What Pence is trying to do here is to carve out a spot for himself in the 2024 presidential race. He wants to run on the record of the Trump administration – tax cuts, Supreme Court justices, etc. – but distance himself from the president. He wants to offer Trumpism without Trump. The four years of what Trump did, minus what happened after the 2020 election.
Pence isn’t the only one positioning himself that way. Florida Gov. Ron DeSantis has won praise among Republicans for offering many of the views of Trumpism – particularly a resistance to so-called “woke” culture – without the unpredictability of Trump. Mike Pompeo, who served as secretary of state during the Trump administration, seems to be positioning himself for a potential run on the muscular foreign policy trumpeted by, um, Trump, but without the tweets and the conspiracy theories.
The problem for Pence in this strategic distancing is that he was, quite literally, at Trump’s side for the entirety of his term.

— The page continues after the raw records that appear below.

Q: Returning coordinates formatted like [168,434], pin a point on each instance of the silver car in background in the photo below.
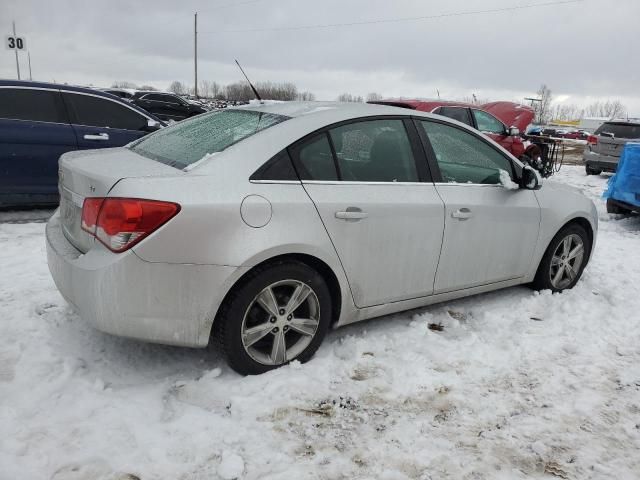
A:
[262,227]
[605,146]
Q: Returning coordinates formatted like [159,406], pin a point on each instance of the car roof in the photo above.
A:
[57,86]
[330,111]
[423,105]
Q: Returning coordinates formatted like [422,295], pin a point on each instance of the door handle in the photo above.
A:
[352,214]
[99,136]
[462,214]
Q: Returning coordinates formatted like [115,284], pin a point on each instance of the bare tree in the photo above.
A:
[178,87]
[608,108]
[566,112]
[123,84]
[347,97]
[306,97]
[542,108]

Pence was often standing admiringly in the background while the then-president was signing a bill or giving a speech. Remember that in one Cabinet meeting in 2017, Pence praised Trump every 12 seconds for three minutes straight. That’s hard to do!
In short: This is an “Other than that, how was the play, Mrs. Lincoln?” moment. Pence can’t simply get credit for the good – in the eyes of Republicans – and be blameless for the bad. Yes, it’s true that Pence resisted Trump’s repeated pressure to ignore the electoral vote results. But it is also true that Pence stood silent as Trump repeatedly undermined norms that had governed the office of president for centuries.
You don’t get to claim the positives of Trump without also owning the negatives. It’s all part of the package – unfortunately for Pence.